February 9, 2007

And just like in a movie, her hands became her feet


Gert & Uwe Tobias, The Devil is Not Mocked, 2004

Apples
-- by Gregory Corso

In this lovely lonely orchard
perhaps stemmed from Eve’s core
I move in applelight continuum
of no dimension no dominion
And these apples whose certain death breeds more
has me reach for that out of reach one
and quite make it

Reunion
-- by Aoife Mannix

I’m asleep when the phone rings,
though it’s four in the afternoon
so I can’t tell her that.
I don’t recognize the voice,
make her repeat her name stupidly.
‘Kitty, we were in school together.’
I have a flash of staring at her hands
in biology class. I was oddly fascinated
by the way her skin stretched
like paper over the bone.
She’d missed the debs
because she was in the hospital
having nearly succeeded
in starving herself to death.

Now ten years later
she’s ringing me up out of the blue
to invite me to our school reunion.
And I don’t say I doubt I’ll make it,
that in fact the only reason I’m in the country
is because my mother is dying.
Nor do I say what I suddenly feel like saying,
which is that even though
we were never really friends
or knew each other well,
I’m still glad to hear,
after all this time,
that she’s alive,
and I hope these days she’s eating more.
I just thank her politely and hang up.

The One That Starts With
"Bird On The Wire"

-- by James Babbs

I like
the girl
in
the white
blouse
sitting at
the typewriter
on the back
cover of
Leonard Cohen’s
second album

Nothing Left To Write
-- by Ross T. Runfola

Henry Chinaski is dead.
my world turned ass over when I heard the news.
rooming house man whose come will spread no more.
only death renders Buk incapable of erections, ejaculations,
exhibitions, and tales of ordinary madness.

heir of John Fante.
more bard of the barroom than barfly.
translator of Los Angeles skid row.
fucker of rhymes and visionary poetry
in favor of bleakness and truth.

major figure in European literary circles
horseplayer outside the winner’s circle of American literati
until the average American he gives meaning to
tries to make him a cultural icon.

Bukowski refuses to let celebrity devour him like Ginsberg.
stale middle-American air
the sailboats of San Pedro
Madonna’s Hollywood
do not make him soft.
living hard on the street made him fear life not death.

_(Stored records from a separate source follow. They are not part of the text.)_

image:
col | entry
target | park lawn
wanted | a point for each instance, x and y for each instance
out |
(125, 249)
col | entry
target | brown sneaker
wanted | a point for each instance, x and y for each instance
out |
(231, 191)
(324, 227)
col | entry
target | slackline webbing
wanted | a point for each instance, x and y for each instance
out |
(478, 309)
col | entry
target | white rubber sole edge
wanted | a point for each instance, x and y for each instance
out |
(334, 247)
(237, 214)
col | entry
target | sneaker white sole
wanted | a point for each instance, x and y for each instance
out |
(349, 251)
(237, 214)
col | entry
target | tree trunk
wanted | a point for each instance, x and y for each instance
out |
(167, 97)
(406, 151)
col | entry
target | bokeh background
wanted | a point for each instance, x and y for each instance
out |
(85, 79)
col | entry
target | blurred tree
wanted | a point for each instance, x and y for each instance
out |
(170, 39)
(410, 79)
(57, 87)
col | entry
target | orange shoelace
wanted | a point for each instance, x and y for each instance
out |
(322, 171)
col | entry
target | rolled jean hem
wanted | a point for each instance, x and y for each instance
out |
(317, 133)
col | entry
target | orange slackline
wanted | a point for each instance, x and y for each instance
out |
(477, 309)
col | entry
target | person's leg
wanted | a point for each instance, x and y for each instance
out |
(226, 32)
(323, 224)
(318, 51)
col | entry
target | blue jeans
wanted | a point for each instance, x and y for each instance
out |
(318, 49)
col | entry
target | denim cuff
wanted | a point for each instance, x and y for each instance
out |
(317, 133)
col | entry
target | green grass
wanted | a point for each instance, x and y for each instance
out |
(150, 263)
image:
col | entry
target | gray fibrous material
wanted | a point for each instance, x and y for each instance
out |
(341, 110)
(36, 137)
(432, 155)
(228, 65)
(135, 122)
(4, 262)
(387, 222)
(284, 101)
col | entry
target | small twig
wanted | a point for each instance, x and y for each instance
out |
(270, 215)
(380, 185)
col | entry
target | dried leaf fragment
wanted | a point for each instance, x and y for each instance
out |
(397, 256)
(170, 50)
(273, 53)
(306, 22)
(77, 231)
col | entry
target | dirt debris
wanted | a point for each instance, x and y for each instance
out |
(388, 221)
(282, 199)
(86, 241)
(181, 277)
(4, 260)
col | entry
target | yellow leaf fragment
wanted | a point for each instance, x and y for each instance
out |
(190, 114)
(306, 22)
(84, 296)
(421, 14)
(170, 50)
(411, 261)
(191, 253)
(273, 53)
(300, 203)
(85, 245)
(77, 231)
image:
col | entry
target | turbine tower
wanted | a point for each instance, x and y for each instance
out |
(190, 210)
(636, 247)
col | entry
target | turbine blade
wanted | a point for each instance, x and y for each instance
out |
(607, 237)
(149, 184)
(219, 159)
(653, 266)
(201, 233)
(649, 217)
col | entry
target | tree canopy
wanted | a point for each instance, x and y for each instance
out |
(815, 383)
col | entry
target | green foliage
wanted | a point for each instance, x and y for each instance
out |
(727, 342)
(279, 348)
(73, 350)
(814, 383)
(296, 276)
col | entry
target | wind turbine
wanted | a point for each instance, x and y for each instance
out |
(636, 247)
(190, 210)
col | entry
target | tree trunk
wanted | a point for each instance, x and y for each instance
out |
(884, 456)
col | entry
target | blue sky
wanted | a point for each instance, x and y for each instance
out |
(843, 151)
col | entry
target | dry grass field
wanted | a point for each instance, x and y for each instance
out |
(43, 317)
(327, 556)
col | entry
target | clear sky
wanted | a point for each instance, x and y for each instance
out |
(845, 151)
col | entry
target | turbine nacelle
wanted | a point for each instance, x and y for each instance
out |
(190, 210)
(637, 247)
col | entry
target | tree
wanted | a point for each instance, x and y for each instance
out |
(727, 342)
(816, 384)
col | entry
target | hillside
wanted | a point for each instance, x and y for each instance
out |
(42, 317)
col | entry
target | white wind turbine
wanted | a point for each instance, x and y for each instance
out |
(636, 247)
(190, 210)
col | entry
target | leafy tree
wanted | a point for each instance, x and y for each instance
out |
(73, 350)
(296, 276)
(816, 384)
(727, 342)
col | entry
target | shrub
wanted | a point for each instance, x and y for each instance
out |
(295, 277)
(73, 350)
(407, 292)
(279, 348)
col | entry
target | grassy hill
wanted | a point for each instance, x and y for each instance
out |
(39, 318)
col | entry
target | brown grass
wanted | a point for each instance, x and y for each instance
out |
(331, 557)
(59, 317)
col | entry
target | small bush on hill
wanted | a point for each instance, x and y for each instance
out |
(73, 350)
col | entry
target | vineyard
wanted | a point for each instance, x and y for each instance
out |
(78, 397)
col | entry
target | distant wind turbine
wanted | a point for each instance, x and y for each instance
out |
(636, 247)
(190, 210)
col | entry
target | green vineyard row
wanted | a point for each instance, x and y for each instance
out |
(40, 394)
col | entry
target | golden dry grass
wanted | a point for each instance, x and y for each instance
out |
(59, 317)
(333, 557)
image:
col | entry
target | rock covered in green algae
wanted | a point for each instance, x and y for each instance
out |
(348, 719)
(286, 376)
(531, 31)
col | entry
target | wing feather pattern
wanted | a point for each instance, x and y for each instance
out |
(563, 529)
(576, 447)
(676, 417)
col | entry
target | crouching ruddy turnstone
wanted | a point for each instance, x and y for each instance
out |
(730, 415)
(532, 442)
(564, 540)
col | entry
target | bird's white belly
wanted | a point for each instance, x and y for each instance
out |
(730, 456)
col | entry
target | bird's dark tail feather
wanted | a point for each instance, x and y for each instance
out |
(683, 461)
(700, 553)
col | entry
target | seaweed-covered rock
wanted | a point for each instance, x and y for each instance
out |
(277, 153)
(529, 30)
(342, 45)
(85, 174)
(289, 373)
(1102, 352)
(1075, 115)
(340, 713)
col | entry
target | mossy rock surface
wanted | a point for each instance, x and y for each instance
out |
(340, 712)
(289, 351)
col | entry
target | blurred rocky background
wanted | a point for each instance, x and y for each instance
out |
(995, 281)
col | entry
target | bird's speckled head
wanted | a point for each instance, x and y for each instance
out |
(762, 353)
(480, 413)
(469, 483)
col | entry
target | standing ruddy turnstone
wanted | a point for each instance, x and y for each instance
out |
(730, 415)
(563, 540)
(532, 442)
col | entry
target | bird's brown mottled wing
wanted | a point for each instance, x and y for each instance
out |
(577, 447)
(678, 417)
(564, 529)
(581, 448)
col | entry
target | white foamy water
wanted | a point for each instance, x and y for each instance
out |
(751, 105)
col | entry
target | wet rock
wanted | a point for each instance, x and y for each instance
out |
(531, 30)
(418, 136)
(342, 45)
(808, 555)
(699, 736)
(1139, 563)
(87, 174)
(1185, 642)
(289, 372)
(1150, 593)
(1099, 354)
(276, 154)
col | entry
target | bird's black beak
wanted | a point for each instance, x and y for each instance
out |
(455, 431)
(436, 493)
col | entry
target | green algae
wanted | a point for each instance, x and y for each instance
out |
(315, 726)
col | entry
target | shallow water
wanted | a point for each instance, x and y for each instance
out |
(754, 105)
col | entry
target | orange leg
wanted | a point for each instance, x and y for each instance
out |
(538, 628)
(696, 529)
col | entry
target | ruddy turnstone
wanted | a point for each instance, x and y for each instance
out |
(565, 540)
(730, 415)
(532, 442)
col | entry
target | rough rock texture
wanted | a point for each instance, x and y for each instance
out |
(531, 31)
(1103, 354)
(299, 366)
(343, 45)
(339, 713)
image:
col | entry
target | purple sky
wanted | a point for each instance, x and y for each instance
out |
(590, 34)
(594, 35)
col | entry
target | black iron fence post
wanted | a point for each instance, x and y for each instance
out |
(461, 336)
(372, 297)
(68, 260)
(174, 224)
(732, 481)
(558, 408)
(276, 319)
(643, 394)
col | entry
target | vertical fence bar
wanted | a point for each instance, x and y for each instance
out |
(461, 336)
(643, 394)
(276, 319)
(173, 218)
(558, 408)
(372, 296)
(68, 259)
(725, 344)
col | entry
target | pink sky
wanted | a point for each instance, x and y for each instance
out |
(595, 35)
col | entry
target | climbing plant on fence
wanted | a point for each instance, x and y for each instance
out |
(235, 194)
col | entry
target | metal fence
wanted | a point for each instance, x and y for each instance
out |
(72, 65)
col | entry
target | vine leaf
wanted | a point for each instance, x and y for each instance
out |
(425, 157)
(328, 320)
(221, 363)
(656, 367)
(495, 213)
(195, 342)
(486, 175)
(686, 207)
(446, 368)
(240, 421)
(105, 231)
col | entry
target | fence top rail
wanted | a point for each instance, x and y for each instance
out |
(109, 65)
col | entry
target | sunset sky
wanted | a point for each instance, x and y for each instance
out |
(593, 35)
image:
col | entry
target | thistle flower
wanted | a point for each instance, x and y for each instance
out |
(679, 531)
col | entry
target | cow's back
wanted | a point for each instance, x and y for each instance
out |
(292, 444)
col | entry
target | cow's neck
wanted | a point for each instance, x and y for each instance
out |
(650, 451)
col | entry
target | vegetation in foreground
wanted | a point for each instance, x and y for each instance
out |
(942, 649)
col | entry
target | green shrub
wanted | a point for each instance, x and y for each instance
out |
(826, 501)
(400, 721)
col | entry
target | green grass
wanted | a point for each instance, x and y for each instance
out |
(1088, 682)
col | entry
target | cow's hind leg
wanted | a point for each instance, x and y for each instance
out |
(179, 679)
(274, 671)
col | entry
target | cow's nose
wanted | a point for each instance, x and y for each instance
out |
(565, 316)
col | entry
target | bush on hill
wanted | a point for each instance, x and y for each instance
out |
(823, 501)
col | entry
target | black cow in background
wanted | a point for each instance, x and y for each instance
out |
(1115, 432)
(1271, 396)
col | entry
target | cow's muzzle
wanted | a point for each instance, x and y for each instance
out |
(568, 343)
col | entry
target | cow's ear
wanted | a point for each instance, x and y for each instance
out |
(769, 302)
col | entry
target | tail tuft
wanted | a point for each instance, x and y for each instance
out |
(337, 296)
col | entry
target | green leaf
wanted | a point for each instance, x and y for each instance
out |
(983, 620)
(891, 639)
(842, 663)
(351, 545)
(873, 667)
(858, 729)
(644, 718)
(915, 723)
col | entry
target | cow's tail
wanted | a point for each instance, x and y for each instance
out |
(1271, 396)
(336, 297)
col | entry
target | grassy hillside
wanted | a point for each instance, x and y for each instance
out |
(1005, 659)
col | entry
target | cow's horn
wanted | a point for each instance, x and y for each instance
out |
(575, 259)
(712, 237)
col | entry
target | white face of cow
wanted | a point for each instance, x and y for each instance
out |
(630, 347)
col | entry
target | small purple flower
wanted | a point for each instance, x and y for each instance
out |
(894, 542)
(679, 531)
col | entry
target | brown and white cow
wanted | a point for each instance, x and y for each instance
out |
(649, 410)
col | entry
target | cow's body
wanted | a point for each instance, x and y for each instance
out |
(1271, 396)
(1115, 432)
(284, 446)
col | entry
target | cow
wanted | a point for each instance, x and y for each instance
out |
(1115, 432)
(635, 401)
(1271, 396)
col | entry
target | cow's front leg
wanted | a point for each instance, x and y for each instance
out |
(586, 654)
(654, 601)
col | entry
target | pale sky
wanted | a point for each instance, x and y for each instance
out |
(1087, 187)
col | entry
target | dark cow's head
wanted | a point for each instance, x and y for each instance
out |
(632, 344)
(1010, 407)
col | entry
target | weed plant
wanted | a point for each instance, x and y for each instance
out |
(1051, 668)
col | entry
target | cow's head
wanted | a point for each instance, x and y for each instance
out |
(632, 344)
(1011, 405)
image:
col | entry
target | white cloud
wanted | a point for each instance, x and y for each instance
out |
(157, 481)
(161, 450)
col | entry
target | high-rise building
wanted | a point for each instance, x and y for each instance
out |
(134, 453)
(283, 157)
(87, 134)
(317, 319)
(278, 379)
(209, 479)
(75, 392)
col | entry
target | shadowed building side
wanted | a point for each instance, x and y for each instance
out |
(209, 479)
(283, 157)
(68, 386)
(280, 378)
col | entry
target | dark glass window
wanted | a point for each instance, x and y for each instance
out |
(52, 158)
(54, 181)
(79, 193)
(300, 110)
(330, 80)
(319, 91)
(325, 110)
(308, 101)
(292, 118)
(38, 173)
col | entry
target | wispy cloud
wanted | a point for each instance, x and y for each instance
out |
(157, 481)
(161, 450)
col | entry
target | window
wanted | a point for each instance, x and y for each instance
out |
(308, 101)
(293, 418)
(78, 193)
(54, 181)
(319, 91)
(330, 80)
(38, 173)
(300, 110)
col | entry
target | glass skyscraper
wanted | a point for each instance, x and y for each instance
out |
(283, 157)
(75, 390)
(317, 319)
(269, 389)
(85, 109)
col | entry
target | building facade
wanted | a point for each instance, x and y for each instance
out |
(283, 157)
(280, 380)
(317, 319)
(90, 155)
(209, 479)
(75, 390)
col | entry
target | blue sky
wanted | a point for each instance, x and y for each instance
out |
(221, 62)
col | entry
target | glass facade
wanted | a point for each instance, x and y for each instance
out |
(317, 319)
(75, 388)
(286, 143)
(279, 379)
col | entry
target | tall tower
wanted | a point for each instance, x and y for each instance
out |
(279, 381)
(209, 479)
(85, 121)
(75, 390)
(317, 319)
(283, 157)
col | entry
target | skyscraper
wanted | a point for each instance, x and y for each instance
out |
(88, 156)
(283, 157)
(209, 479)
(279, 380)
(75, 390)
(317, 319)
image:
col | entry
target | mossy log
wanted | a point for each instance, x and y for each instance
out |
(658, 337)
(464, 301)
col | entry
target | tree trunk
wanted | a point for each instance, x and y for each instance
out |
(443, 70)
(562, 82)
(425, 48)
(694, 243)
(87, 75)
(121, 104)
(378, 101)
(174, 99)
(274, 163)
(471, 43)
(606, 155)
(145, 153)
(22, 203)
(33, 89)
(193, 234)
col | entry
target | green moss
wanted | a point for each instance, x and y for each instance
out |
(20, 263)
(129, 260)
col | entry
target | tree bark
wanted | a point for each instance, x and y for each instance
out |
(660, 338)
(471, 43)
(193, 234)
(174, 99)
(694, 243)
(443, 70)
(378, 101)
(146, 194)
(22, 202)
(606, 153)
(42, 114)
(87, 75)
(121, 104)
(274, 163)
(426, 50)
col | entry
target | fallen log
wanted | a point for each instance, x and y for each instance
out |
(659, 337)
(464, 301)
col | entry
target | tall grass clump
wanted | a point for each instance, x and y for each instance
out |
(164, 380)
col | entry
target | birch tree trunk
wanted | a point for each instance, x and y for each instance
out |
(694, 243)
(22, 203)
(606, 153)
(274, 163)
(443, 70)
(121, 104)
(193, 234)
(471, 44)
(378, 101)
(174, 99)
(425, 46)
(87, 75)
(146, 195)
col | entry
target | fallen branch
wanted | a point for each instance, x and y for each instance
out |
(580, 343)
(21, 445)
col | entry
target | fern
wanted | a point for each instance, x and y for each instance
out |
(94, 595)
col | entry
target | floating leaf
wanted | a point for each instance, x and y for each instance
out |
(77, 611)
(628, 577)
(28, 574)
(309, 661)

I pay homage to the great one by donating money
for a toilet stall inscription in the women’s john at my college
'To the underground poet Charles Bukowski who discovered more uses for
toilets in American bars than Thomas Crapper could have ever hoped for.'

A fitting tribute to Buk, who even in death
can be near young snatch.
the college president says the inscription is unfit for the academic world
as if his fear of the unholy is fit for any world.

Hell-Nixon got a twenty-one gun salute.
why can’t Hank rest in peace in the women’s shitter?